Survey suggests staff worried about bias toward on-site workers if working remotely
By Salmaan Farooqui
As an executive with the city of Toronto, Lawrence Eta now makes a point of not coming into the office every day.
The chief technological officer said that’s because he wants to lead by example and show his employees that there will be no preferences between someone who is working on-site or remotely in their hybrid working model.
“I won’t be in the office five days a week, it’s done,” said Eta, who said he only comes into work one day a week at the moment, and plans to be on-site two or three days a week down the road.
“If we don’t work that way, then staff are going to feel a bit pressured.”

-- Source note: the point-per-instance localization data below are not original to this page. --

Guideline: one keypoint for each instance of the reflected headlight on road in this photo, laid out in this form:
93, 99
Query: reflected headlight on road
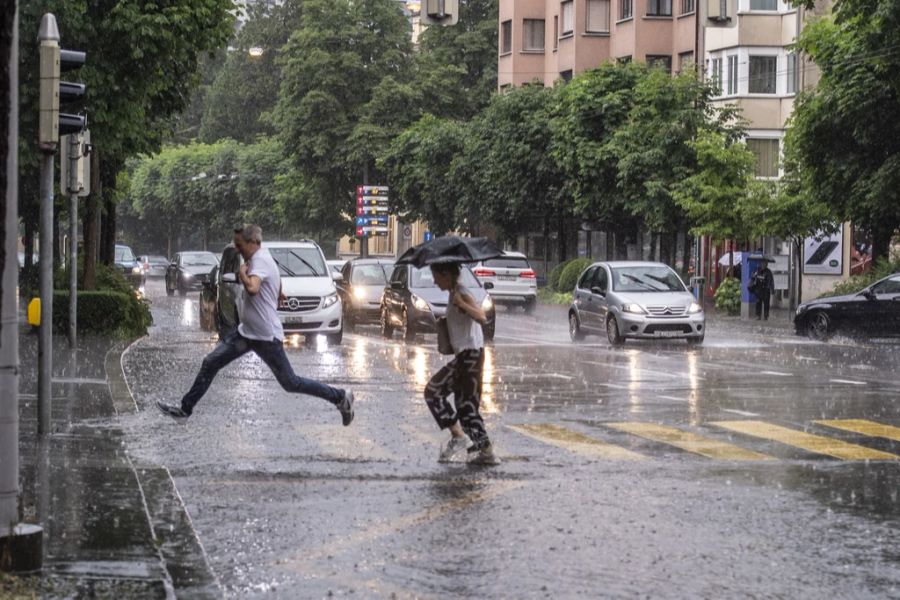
633, 308
329, 300
419, 303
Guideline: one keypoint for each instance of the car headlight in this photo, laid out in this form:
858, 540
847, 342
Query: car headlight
633, 308
329, 300
419, 303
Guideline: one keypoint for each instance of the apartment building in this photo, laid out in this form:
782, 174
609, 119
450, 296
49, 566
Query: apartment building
545, 40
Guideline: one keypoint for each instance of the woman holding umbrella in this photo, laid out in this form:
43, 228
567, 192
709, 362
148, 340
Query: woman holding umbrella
462, 375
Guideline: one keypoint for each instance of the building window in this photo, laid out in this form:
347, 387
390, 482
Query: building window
762, 74
732, 75
715, 75
659, 8
766, 151
793, 73
597, 16
505, 37
533, 38
568, 14
660, 61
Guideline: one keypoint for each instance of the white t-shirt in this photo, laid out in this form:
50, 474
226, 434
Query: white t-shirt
465, 332
259, 315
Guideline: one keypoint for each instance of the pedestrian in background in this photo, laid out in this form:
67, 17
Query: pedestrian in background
462, 375
762, 284
260, 331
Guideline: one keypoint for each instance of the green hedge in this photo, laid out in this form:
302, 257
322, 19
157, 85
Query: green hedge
104, 312
569, 277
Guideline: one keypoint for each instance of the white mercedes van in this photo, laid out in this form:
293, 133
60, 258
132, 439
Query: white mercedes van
312, 306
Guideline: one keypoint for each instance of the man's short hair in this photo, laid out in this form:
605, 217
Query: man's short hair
250, 233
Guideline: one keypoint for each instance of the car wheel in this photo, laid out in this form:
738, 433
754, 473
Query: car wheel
409, 332
575, 332
818, 326
612, 332
387, 330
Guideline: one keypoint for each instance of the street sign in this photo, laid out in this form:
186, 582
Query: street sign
372, 211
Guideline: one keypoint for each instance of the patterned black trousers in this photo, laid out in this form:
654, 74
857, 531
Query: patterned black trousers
461, 377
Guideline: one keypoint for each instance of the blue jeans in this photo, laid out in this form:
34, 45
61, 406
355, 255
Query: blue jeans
233, 346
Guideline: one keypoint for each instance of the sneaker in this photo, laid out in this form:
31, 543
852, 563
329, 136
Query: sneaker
171, 410
486, 457
453, 447
346, 407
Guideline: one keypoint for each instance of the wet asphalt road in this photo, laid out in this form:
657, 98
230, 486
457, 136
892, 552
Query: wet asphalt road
656, 470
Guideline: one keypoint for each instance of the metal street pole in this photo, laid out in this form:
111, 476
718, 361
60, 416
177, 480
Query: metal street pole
48, 36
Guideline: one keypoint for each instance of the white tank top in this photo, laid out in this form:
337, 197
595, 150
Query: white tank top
465, 332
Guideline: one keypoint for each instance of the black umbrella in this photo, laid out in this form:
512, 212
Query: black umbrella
450, 249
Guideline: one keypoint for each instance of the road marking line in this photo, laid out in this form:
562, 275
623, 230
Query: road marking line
743, 413
352, 446
422, 517
686, 440
806, 441
573, 441
870, 428
850, 381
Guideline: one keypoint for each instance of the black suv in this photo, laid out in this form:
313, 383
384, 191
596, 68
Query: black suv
413, 301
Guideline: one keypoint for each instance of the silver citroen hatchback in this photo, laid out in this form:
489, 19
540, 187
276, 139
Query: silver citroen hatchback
630, 299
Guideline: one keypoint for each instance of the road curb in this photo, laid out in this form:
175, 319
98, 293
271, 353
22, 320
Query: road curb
183, 557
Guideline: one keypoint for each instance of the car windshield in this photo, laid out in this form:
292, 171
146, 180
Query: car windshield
299, 262
422, 278
200, 259
369, 275
646, 279
124, 254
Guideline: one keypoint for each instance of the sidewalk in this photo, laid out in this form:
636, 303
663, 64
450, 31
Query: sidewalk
110, 530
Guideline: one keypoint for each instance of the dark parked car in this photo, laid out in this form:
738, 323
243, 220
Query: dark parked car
221, 295
873, 312
361, 287
412, 301
127, 262
188, 271
154, 265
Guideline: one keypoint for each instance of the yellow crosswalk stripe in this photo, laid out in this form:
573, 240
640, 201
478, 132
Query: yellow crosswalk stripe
691, 442
574, 441
806, 441
870, 428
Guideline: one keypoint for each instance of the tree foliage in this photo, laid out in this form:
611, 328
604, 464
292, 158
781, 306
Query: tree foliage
843, 145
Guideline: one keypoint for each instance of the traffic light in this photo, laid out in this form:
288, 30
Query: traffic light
439, 12
53, 91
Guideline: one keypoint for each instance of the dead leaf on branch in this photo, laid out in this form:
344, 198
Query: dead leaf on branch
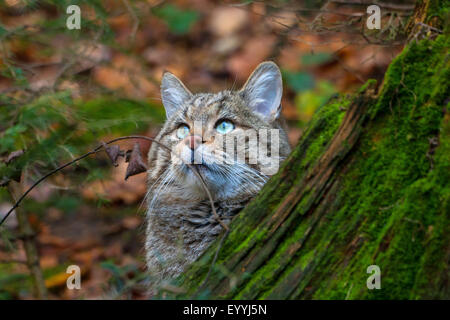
135, 163
14, 155
113, 153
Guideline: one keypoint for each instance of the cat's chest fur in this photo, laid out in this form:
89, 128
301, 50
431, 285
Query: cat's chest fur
178, 232
198, 129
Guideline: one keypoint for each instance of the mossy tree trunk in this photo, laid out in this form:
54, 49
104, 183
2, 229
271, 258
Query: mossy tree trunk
368, 184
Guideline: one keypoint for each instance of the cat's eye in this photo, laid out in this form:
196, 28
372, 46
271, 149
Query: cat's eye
182, 131
225, 126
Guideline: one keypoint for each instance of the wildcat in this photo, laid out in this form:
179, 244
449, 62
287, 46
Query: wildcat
180, 221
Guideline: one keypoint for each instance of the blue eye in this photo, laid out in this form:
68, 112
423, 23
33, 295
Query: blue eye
225, 126
182, 131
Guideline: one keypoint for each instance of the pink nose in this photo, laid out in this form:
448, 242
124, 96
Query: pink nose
193, 141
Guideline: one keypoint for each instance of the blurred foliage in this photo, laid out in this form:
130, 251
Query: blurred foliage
179, 21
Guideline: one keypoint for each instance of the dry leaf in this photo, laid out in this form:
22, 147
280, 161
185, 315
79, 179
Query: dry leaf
135, 163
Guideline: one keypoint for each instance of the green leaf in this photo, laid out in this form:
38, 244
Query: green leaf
298, 81
179, 21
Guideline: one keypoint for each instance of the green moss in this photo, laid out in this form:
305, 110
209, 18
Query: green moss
388, 204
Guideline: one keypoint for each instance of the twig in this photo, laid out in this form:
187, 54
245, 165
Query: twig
100, 147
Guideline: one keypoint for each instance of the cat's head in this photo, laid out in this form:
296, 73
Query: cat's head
232, 137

A survey commissioned by tech company Cisco suggests more managers need to lead by example, since nearly half of Canadian workers are worried that they would be viewed less favourably and lose out on promotion opportunities if they work remotely in a hybrid working model.
At the same time, 77 per cent of respondents said flexibility is a key factor that’ll be part of their decision to stay with or leave a company.
Shannon Leininger, president of Cisco Canada, said the results show how important it is for employers to form a workplace culture that supports both remote and in-person workers equally.
“There are things that you can do and that leaders have to take on to ease those tensions,” said Leninger, who said it’s important that managers meet with their teams and make it clear that they’re making an effort not to unconsciously favour workers on-site over remote workers.
“You really have to sit down and have a conversation about hybrid work and define what it looks like, and what are the types of work that needs to happen physically together and what you can do from home.”
Mike Shekhtman, a regional vice-president with recruitment agency Robert Half Canada, said employers need to make a point of shaking old biases, such as calling on a worker who happens to be sitting close to them in a fast-paced environment.
“You have to have a remote-focused approach, which ensures that remote workers have the same equity and opportunities as somebody sitting next to you,” said Shekhtman.
For things like team lunches, Shekhtman suggested sending out food delivery gift cards to workers off-site so they can join in virtually along with on-site staff.
“All those little things give people the confidence that, ‘hey, just because I’m not there, I’m still very much valuable as part of the team.”’
Eta, with the city of Toronto, said he has made a habit of pausing during fast-paced moments to consider if the best person for the task may actually be working remotely, rather than just the worker who is within sight.
“It’s a bit of a mental muscle training thing,” said Eta, who said on tasks that take multiple members, it’s worth the effort getting everyone into a conference room so that remote and on-site employees can work together.
“It’s a way we as managers have to check ourselves.”
Leninger also said managers need to consider what their offices will look like in a hybrid workspace, and whether desks will be replaced with larger collaboration and meeting areas.
She said companies that skew towards remote work will need to reflect that in their office design by making their workspace a collaborative area for employees to be able to work together when on-site.
“If you define work and say, ‘hey this is when we have to come together… and this is what in-person looks like,’ the office need to reflect that,” said Leninger.